Émission animée par David Gozlan, Secrétaire Général de la Fédération Nationale de la Libre Pensée.

David Gozlan : Pascal, vous avez créé cet institut il y a 28 ans. Qu’est ce qui à l’époque vous a motivé pour créer cet institut ?

Pascal Boniface : Au départ c’était une réaction à un refus de publier un livre qui avait été le fait de la Fondation aux Etudes de Défense Nationale. Je faisais un livre qui s’appelait « Les stratégies » que la FEDN a refusé de publier donc j’ai créé l’IRIS dans un objectif limité et très simple : pouvoir continuer à publier ce livre.
On a reçu une petite subvention de 20 000 francs à l’époque, donc l’équivalent de 3 000 euros de maintenant. Au fur et à mesure on a greffé des activités, on a développé des choses, donc il y a un peu cette opportunité, cette chose anecdotique et aussi cette volonté de travailler de façon un peu indépendante sur les questions internationales sans être un peu soumis aux différentes influences officielles ou non et donc de pouvoir exprimer un point de vue libre sur les questions internationales.
En fait cette démarche a rencontré son public puisque maintenant on est un centre à la fois reconnu nationalement et internationalement. Il y a une trentaine de collaborateurs permanents, une quarantaine de collaborateurs occasionnels. Je pense que l’on a pris notre marque dans le paysage et donc ce qui était un peu anecdotique initialement est devenu relativement central et désormais l’IRIS est un centre qui est reconnu comme un centre d’expertise sur les questions géopolitiques.

D.G. : Oui il est reconnu nationalement et même internationalement. On peut dire que c’est un think tank.

P.B. : Oui c’est un think tank, un réservoir d’idées selon la définition habituelle.
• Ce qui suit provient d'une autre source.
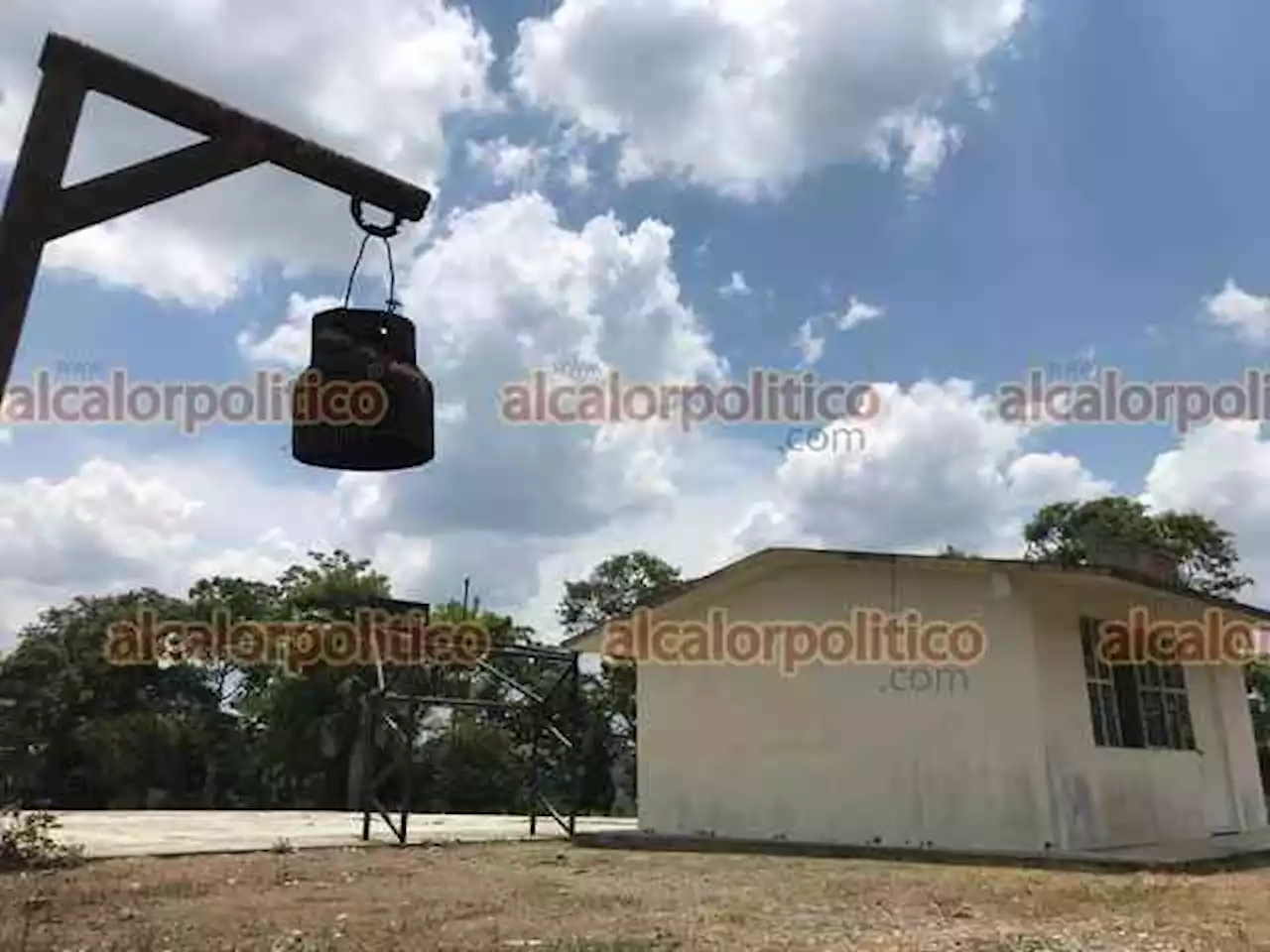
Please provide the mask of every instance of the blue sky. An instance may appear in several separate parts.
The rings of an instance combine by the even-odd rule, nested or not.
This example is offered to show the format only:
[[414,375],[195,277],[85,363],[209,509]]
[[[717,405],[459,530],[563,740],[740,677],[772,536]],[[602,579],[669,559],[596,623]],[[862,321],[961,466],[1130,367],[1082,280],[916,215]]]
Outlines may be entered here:
[[[215,23],[119,6],[0,13],[0,176],[39,38],[61,29],[428,183],[399,279],[425,369],[462,409],[433,466],[389,479],[302,470],[283,426],[13,430],[0,630],[67,593],[268,575],[328,543],[432,598],[479,571],[490,602],[545,625],[563,579],[631,545],[688,571],[775,542],[1010,551],[1036,505],[1113,489],[1201,508],[1259,580],[1270,566],[1255,425],[1180,442],[983,418],[998,382],[1090,352],[1142,381],[1261,364],[1270,9],[376,0],[364,20],[282,25],[241,4],[201,14]],[[921,25],[939,17],[944,32]],[[518,33],[526,18],[542,42]],[[235,42],[248,29],[277,30],[272,56]],[[347,86],[328,88],[311,51],[362,32],[340,53]],[[763,72],[781,55],[784,72]],[[916,140],[893,140],[888,166],[866,140],[897,117],[959,146],[923,166]],[[102,110],[76,160],[100,171],[171,143]],[[504,147],[536,165],[500,178],[474,159]],[[648,169],[624,178],[632,152]],[[305,306],[342,294],[358,236],[339,195],[241,178],[51,249],[15,380],[58,360],[210,382],[293,367]],[[363,301],[382,296],[380,254]],[[747,292],[721,293],[734,274]],[[852,300],[879,316],[836,327]],[[591,347],[632,376],[794,369],[808,321],[822,378],[894,388],[851,458],[786,459],[771,428],[512,434],[493,419],[509,373]]]

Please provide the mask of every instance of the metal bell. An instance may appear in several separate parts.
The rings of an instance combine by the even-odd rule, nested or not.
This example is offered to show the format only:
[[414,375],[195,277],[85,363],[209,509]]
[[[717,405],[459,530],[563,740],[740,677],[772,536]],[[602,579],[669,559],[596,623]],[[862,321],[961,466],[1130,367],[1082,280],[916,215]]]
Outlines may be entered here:
[[291,454],[361,472],[431,462],[434,397],[415,359],[414,324],[399,314],[335,307],[314,315],[312,360],[292,386]]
Nos fonctions c’est quoi ? Et bien comme tous les think tank on organise des colloques, des séminaires, on fait des publications, des recherches et à la différence d’autres think tank – parce que selon la définition traditionnelle un think tank est une université sans étudiants – nous nous avons une activité de formation qui est très importante. Nous avons 400 étudiants chaque année : 160 à distance et 240 dans nos murs qui suivent des formations niveau Master sur les questions géopolitiques.
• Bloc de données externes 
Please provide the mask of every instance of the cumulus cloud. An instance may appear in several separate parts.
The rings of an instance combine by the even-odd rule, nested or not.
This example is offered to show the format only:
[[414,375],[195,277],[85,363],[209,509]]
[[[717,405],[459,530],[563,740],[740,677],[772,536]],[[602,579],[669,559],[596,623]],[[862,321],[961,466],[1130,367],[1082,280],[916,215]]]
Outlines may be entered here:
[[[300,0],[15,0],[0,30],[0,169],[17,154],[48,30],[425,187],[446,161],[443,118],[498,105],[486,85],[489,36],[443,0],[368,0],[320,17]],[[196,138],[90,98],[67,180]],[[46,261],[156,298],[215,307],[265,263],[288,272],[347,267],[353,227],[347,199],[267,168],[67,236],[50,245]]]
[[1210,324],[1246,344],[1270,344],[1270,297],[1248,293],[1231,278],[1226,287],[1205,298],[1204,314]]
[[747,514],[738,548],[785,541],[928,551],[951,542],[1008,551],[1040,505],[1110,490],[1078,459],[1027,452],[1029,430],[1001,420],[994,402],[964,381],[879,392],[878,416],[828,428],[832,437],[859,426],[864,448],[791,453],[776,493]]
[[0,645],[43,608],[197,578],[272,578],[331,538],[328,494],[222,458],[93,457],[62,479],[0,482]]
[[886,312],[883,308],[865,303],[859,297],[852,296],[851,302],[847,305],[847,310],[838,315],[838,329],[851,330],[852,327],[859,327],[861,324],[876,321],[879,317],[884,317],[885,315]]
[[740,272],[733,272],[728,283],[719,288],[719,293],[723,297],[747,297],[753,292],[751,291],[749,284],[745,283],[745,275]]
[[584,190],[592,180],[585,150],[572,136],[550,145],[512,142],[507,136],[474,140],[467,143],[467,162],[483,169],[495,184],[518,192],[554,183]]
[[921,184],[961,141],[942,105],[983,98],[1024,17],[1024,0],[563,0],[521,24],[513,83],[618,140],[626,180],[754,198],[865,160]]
DG : Vous réalisez des conférences de qualité sur un certain nombre de sujet notamment le nucléaire, le conflit israélo-palestinien et le sport. Récemment vous avez été agressé en Israël lors de votre venue pour une conférence, ici, librement nous vous apportons notre soutien mais pourquoi cette exacerbation autour de cette question ?

P.B. : On peut dire que l’extrême droite est présente dans tous les pays. Israël n’est pas immunisé contre le fait de fascistes qui n’acceptent pas que l’on puisse avoir des idées différentes d’eux.
Pourquoi la question israélo-palestinienne cristallise tant ? Parce qu’elle est très ancienne. C’est pas le conflit majeur au sens de son extension, du nombre de morts de blessés qu’il fait, mais c’est un conflit majeur dans la perception à la fois psychologique et stratégique parce que là on est vraiment au confin du choc des civilisations, aux relations entre monde occidental et monde oriental, entre l’occident et le monde musulman et que ce conflit dure depuis très longtemps, qu’il est enkysté, qu’on n’en voie pas du tout des éléments de solution à l’avenir et que plus il se prolonge, plus il dure, plus les positions deviennent crispées autour de cela parce que il y a pas mal de mauvaise fois et pas mal d’agressivité autour de ce conflit.
Ajoutons qu’en France nous avons à la fois la plus grande communauté juive européenne et la plus grande communauté musulmane. Même si ce n’est pas un conflit entre deux communautés. Je ne suis ni juif ni musulman et pour ma part je trouve effectivement que ce conflit est une question du droit des peuples à disposer d’eux-mêmes. Cela dépasse très largement la question d’affrontement des communautés mais il est vrai que ces deux communautés le ressentent de façon plus intense.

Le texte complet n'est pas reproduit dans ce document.